Cadeirydd: Llion Pryderi Roberts

An examination of Irish-language terminography in the twentieth century

Liam Mac Amhlaigh
Ollscoil Mhá Nuad (Maynooth)

The twentieth century saw a rapid growth in the publication of bilingual Irish-language dictionaries. The foundation of the State brought this impetus through from Revival times. Much of this growth occured in an ad-hoc manner, and was brought about by individual lexicographers be they working in 'private' or 'public' projects. Alongside these publications, lexicography blossomed in a far more expansive and structured way in the area of terminological dictionaries. 
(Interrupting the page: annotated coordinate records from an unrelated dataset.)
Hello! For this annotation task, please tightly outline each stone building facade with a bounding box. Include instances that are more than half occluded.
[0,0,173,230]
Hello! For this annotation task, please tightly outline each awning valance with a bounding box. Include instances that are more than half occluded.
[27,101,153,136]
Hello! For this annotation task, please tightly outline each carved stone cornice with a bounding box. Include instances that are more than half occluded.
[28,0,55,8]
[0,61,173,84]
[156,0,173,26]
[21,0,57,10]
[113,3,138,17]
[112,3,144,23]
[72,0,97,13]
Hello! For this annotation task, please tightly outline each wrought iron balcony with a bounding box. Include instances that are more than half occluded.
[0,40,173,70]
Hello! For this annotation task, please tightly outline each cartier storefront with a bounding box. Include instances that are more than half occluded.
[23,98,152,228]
This paper will take a cursory glance over the six time-periods of Modern-Irish terminography in the twentieth century, and will analyse the continuity and success of much of the State-sponsored work in the field. The connections back to the work that also occured on the larger State-led bilingual dictionary projects will also be referenced.
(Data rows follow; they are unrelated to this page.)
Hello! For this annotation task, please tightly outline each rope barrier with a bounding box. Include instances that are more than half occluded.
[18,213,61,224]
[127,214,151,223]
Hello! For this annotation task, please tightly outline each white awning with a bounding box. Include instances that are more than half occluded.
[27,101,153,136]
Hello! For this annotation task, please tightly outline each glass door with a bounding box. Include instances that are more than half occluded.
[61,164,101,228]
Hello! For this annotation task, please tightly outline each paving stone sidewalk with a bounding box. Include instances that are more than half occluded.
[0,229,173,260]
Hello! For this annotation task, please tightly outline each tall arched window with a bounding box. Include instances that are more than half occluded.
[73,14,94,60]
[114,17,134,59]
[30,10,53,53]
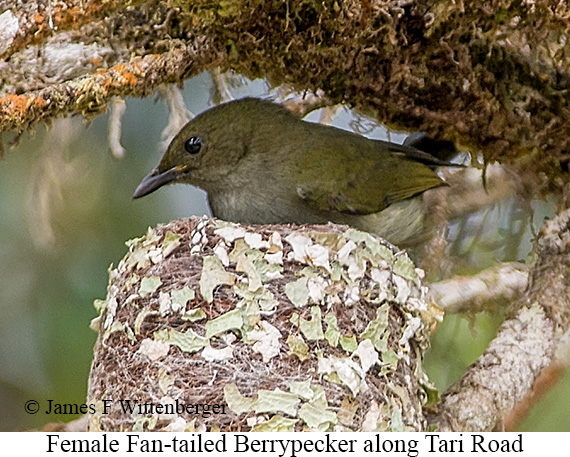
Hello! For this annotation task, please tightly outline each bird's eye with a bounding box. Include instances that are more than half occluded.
[184,136,202,155]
The evolution of the thought process behind term-creation will be examined, as will the necessity of the creation of the Standing Committee on Terminology and how these factors led to a far more cohesive publication of lexicographic material within this specialist area than any other. Finally, the suggestion of a specialist term 'an tearmfhoclóireacht' to describe this work within the languge will be mooted.

 

 

 

 

Corpas Stairiúil na Gaeilge 1600-1926: a new resource for research in Modern Irish

Charles Dillon
Acadamh Ríoga na hÉireann (RIA)

Corpas Stairiúil na Gaeilge 1600-1926 (www.corpas.ria.ie) is a new online digital resource for scholarship relating to the Irish language. The corpus comprises over 3000 Irish texts and a search tool allows searches of varying types (among which is a search returning forms based on a lemma or headword) across a corpus of nearly 20 million tokens. It will return KWIC results and further allows selection and reading from a database of Irish texts. This paper will discuss the main features of Corpas, and will expand on the technical and linguistic challenges which remain in developing its scope and capacity. This recent, significant lexicographical milestone will also be contextualised within the broader project ongoing in the Royal Irish Academy, which aims to produce a dictionary, on historical principles, of the Irish of the modern period.
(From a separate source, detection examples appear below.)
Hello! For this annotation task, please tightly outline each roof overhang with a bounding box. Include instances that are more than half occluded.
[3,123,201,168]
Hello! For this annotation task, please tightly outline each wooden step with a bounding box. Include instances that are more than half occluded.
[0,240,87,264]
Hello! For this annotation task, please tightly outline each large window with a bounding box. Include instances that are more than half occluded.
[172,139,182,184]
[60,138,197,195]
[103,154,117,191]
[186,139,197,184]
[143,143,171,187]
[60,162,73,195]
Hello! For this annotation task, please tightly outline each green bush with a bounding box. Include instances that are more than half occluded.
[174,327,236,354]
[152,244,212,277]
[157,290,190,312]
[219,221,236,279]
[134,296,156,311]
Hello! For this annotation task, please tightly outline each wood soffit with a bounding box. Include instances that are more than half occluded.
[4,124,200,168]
Parsing the Old Irish verb: computational challenges and future applications

Theodorus Fransen
Coláiste na Tríonóide, Baile Átha Cliath

This paper presents computational approaches to historical Irish with the aim to facilitate a more systematic study of the diachronic changes in verb morphology. Due to the low-resourced status of Early Modern Irish (c. 13th-17th centuries) and the fact that state-of-the-art computational methods (Uí Dhonnchadha et al., 2014) are already being employed for 1600-2000 texts (Foclóir Stairiúil na Gaeilge) it was decided to focus on Old Irish (c.7th-9th centuries). Unlike Middle Irish (c.10th-12th centuries), Old Irish can be considered a comparatively stable and normative language phase (McCone 1997) and has received, and continues to receive, much (digital) scholarly attention (e.g., Chronologicon Hibernicum). The author will document the developmental stages of a rule-based morphological parser for Old Irish verbs, based on the finite-state two-level formalism (Koskenniemi 1983). The associated challenges will be discussed. An Early Irish lemmatiser (Dereza) is expected to successfully deal with grammatical and orthographical variation in Early Irish. A future goal is to link up lexicographical resources for Early and Modern Irish, not only benefitting historical linguists but also philologists working on historical texts representing widely diverging genres and linguistic norms.